How long are the world's longest fingernails? How tall is the world's tallest building? How many seconds does it take the world's fastest balloon popper to pop 50 balloons, and just how many licks does it take to get to the Tootsie Roll center of a Tootsie Pop?
The world may never know the answer to some of life's most pressing questions, but most of those most off-the-wall bits of trivial trivia have long been found published in the pages of the Guinness Book of World Records, an annually updated tome of knowledge chronicling the pinnacles of both human achievement, and human oddity. And now Warner Bros. Interactive and TT Games, known to many by their involvement in such past projects as LEGO Batman: The Video Game
, have teamed again to append that same subtitle to a new interactive adaptation of the best-selling book franchise -- it's Guinness World Records: The Video Game
And it's a mini-game collection. Really, that's what you should have expected from a design built exclusively for Nintendo's DS and Wii, the current kings of all games mini. You jump into the title by first customizing a personal avatar, then use that avatar to walk around a cartoony re-creation of the earth appointed with twelve recognizable landmarks, like the Statue of Liberty in New York and Ayers Rock in Australia. Each landmark, then, serves as the launching spot for three mini-game designs.
They're all over the map. Some are based on fairly "serious" records like world's tallest skyscraper, while others exploit the appeal of the truly odd -- like world's most tattooed man. Each mini-game is then built around the idea of beating the current world record. Meaning you're going to have to build a new tallest skyscraper from the ground up, or tattoo some poor sap until he's covered in ink head-to-toe.
These wildly varying pieces of subject matter all take the form of significantly different mini-games in terms of mechanics, too, making Guinness World Records a more approachable collection of small game designs than other fare Nintendo fans have seen over the past few years. You're not getting just 36 "point and click as fast as you can" games here.
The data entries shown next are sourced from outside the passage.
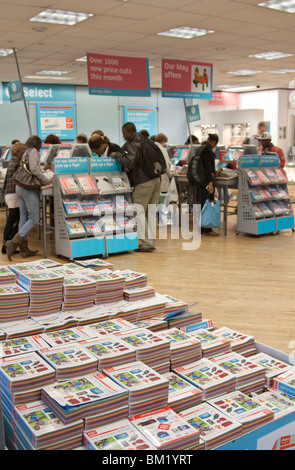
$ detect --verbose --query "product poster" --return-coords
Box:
[36,103,76,142]
[87,53,151,96]
[124,106,157,136]
[162,59,213,100]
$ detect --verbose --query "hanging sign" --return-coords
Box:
[162,59,213,100]
[87,53,151,96]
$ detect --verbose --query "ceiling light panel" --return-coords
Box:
[157,26,214,39]
[30,10,93,26]
[259,0,295,13]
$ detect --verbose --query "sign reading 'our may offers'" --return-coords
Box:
[87,53,151,96]
[162,59,213,100]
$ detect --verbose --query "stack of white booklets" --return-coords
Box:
[79,335,136,370]
[39,343,98,381]
[104,361,169,416]
[212,352,265,393]
[84,419,156,451]
[129,407,200,450]
[41,373,128,427]
[116,328,170,372]
[163,372,202,413]
[182,329,231,358]
[209,391,274,434]
[13,400,84,450]
[250,353,292,388]
[174,358,236,400]
[214,326,256,356]
[179,402,242,450]
[157,328,202,369]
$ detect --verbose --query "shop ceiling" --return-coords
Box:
[0,0,295,90]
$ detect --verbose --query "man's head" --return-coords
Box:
[122,122,137,140]
[259,132,271,149]
[258,121,268,135]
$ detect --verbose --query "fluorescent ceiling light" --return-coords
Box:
[157,26,214,39]
[249,51,293,60]
[258,0,295,13]
[29,10,93,26]
[227,69,262,75]
[267,69,295,74]
[36,70,71,76]
[0,49,13,57]
[224,85,257,92]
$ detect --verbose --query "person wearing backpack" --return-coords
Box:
[110,122,166,252]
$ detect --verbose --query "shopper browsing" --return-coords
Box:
[6,135,51,261]
[259,132,286,168]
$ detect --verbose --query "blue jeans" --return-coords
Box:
[15,186,40,238]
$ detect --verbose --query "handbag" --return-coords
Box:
[12,152,41,191]
[201,199,220,228]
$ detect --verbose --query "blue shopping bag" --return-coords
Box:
[201,199,220,228]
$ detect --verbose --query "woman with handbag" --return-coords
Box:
[6,135,51,261]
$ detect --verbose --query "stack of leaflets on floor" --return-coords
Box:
[59,176,81,196]
[100,215,120,232]
[211,352,265,393]
[157,328,202,369]
[214,326,256,356]
[39,343,97,381]
[75,258,114,271]
[32,312,78,333]
[76,175,98,194]
[62,199,85,216]
[174,359,236,400]
[179,403,242,450]
[184,329,231,357]
[79,335,136,370]
[115,269,147,288]
[129,406,200,450]
[62,274,96,312]
[273,369,295,397]
[134,317,168,332]
[112,177,130,193]
[116,328,170,367]
[0,352,55,395]
[250,353,292,387]
[104,361,169,416]
[123,286,156,301]
[0,318,43,340]
[66,219,86,237]
[167,310,205,333]
[41,326,95,348]
[0,335,47,357]
[81,217,102,236]
[14,400,84,449]
[17,269,64,317]
[87,318,136,337]
[163,372,202,413]
[0,266,16,285]
[252,390,295,419]
[41,373,128,425]
[84,419,156,451]
[79,199,98,215]
[0,284,29,322]
[209,391,274,434]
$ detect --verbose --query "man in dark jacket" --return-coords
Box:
[110,122,161,252]
[200,134,219,237]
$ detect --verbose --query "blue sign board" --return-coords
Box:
[36,103,76,141]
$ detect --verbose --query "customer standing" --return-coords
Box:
[110,122,161,252]
[200,134,219,237]
[6,135,51,261]
[1,141,26,254]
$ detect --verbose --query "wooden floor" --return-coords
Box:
[0,191,295,354]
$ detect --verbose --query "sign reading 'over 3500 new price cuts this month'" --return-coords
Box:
[87,53,151,96]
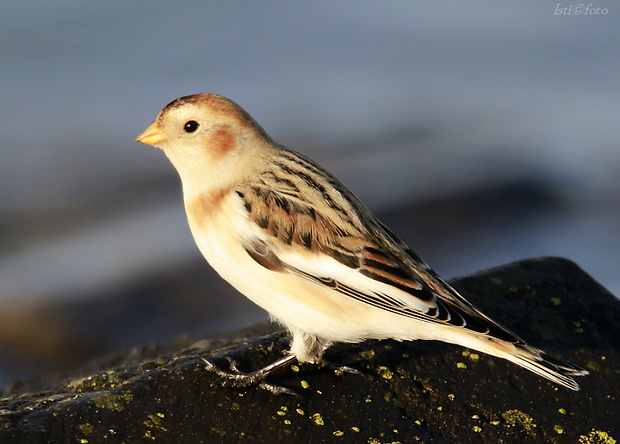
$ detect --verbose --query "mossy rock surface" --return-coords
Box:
[0,258,620,444]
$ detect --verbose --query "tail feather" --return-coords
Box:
[501,344,589,391]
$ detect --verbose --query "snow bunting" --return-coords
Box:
[137,94,588,390]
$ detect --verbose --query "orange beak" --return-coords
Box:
[136,122,166,146]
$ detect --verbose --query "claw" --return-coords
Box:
[202,355,299,397]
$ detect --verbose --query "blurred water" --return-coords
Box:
[0,0,620,382]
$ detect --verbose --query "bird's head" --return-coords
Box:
[136,94,272,194]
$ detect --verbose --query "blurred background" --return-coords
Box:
[0,0,620,387]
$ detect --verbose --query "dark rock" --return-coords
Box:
[0,258,620,443]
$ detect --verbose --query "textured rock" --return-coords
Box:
[0,258,620,443]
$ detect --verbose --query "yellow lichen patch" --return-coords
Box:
[93,393,133,412]
[78,422,95,436]
[377,365,394,380]
[144,413,168,432]
[312,413,325,425]
[579,430,617,444]
[502,410,536,435]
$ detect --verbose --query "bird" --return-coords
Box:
[136,93,588,390]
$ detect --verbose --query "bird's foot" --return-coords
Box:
[203,355,299,397]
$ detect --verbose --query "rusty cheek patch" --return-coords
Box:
[207,129,237,159]
[187,189,230,225]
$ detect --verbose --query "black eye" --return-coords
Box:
[183,120,198,133]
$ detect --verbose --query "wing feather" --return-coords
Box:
[237,166,523,343]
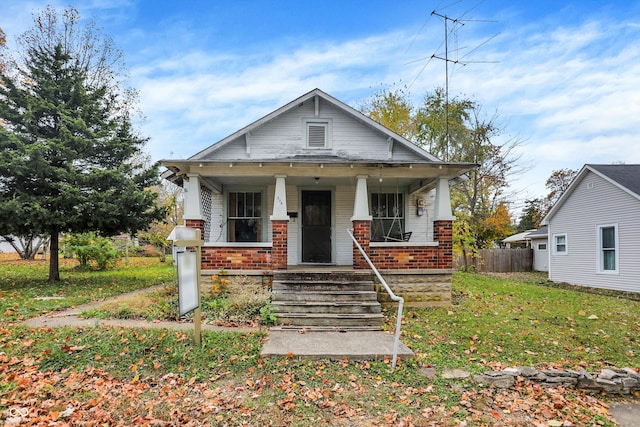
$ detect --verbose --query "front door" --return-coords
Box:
[302,191,331,264]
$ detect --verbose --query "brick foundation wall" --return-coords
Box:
[374,270,452,308]
[353,221,375,269]
[202,246,272,270]
[433,221,453,269]
[271,220,289,270]
[368,246,444,270]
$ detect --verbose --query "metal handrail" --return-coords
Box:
[347,229,404,369]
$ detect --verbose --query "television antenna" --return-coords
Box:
[414,10,500,161]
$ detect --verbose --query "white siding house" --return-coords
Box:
[543,164,640,292]
[527,227,549,271]
[163,89,477,304]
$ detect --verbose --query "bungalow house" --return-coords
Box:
[162,89,476,320]
[542,164,640,292]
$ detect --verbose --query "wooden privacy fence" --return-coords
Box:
[454,248,533,273]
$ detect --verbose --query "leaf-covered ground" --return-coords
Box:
[0,256,640,427]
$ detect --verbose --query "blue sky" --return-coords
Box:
[0,0,640,213]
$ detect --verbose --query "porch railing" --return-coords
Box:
[347,229,404,369]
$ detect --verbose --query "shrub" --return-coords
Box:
[63,232,119,270]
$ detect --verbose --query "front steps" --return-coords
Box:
[271,270,384,332]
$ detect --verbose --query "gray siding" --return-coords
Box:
[202,100,428,161]
[549,172,640,292]
[531,237,550,271]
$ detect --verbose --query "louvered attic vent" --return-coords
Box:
[307,123,327,148]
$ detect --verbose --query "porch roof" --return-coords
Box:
[163,156,477,192]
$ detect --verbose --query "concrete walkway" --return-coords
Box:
[262,331,415,360]
[18,290,640,427]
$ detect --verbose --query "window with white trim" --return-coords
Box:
[553,233,569,255]
[371,193,404,242]
[304,120,331,149]
[598,224,618,273]
[227,191,262,242]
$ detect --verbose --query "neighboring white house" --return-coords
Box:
[526,226,549,271]
[542,164,640,292]
[502,226,549,271]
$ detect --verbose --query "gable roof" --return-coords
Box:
[527,225,549,239]
[187,89,442,163]
[542,164,640,224]
[586,165,640,199]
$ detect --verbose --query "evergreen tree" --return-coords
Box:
[0,7,162,281]
[516,199,545,233]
The skyscraper game, for example, plays out like a puzzler -- you're given a set of Tetris-like block shapes and must assemble them into a perfect square for each floor of your structure to be completed. The tattoo game involves both rapidly "painting" areas on the screen, but also color recognition -- you have to ink your client with the right shades, or else they won't be too happy with your artistry on their skin.
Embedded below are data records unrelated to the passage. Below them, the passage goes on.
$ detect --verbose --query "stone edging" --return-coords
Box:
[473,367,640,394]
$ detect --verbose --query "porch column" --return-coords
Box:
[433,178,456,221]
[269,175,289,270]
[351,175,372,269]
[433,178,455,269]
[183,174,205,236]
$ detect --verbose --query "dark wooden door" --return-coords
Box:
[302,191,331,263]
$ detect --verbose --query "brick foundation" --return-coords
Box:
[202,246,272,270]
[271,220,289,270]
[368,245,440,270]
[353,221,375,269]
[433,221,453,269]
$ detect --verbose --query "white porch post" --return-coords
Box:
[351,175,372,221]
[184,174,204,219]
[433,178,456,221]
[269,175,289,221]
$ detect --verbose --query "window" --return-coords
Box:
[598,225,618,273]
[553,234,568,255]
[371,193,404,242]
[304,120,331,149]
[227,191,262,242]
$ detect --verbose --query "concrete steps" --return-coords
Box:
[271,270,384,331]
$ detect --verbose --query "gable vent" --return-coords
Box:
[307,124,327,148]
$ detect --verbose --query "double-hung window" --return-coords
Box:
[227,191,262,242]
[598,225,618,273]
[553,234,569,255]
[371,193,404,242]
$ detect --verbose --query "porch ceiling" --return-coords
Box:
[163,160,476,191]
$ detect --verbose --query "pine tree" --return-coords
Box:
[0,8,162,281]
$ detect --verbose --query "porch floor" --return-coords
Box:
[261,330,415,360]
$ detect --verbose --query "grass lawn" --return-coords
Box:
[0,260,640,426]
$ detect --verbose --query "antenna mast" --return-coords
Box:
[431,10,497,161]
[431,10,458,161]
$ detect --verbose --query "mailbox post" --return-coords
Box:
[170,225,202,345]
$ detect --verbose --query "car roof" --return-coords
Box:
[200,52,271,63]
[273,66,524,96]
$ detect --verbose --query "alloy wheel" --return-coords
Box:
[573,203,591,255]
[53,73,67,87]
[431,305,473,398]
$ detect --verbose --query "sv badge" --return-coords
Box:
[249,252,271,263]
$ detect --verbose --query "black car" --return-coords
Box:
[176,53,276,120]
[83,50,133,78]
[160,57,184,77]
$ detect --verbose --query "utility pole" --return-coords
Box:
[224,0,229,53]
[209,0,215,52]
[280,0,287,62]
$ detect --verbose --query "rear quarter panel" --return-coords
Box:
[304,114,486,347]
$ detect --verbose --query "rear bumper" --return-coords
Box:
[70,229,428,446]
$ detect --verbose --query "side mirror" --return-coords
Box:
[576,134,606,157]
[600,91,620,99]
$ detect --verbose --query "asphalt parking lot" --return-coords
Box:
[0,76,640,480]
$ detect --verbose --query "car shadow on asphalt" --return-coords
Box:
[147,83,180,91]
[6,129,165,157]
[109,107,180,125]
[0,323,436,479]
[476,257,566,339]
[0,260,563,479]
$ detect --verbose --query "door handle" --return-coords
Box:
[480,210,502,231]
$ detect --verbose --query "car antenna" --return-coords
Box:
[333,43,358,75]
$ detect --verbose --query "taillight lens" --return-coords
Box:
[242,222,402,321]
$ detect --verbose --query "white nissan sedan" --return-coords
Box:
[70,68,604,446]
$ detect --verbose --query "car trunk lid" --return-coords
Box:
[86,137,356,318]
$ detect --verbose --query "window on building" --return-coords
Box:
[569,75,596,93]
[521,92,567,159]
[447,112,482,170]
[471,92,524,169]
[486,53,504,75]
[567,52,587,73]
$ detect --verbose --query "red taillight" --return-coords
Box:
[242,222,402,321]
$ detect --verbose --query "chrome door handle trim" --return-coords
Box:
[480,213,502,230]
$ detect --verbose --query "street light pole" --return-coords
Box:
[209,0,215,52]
Most all of the game designs are represented the same way in both the DS and Wii versions of the game, with the obvious control alterations -- the DS is held book-style and relies heavily on touch screen input with your stylus, while the Wii Remote's pointer functionality serves the same purpose for the console edition. Poor control is a common complaint leveled against mini-game compilations, but that's never a concern here. Both the DS and Wii versions of each game control intuitively.
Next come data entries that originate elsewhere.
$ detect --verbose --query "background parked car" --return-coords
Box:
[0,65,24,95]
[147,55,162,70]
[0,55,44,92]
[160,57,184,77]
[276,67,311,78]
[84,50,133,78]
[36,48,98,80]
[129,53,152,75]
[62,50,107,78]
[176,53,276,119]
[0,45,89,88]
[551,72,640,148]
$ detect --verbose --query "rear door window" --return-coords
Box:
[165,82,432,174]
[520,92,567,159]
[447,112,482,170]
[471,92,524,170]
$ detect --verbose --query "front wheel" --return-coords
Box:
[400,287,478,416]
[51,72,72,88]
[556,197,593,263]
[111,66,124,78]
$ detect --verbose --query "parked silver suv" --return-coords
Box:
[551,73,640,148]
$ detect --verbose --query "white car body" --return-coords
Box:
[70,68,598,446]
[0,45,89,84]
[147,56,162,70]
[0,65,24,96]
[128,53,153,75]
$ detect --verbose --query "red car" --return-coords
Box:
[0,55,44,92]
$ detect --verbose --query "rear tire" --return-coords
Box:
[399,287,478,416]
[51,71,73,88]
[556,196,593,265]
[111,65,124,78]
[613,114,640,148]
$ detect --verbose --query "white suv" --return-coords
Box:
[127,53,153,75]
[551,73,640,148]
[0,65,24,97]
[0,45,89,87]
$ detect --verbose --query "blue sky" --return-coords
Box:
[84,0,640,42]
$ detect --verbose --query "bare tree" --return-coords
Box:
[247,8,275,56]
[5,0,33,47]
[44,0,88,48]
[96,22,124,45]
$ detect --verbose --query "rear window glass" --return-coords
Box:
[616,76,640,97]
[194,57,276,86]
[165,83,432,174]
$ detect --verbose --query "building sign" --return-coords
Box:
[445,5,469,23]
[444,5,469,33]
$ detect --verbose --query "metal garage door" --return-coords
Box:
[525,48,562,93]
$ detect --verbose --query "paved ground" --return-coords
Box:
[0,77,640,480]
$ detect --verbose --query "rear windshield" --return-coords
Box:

Many of the included designs will only be intriguing enough to hold your interest for long enough to make one or two attempts at beating the in-game "world record" for them, but there are a handful of addictive gems to be found here that are both fun and replayable enough that they could have been made into standalone WiiWare titles, given a bit more focus and depth -- the first record you're likely to try to break is for "World's Highest Video Game Score" and its associated mini-game, a spaceship shooter reminiscent of Asteroids or Geometry Wars
, is absolutely excellent.
Finally, the Guinness game justifies its placement in the Party genre by allowing up to four players to all go head-to-head against one another in each of the different mini-games. Though it's not as cohesive an experience as something like Mario Party
or the recently-released Monopoly
, it's still nice to be able to put up your best score against your buddies and earn bragging rights for beating their personal records. Nintendo's Wi-Fi Connection allows for multiplayer sessions to happen with distant opponents too, in both the DS and Wii editions.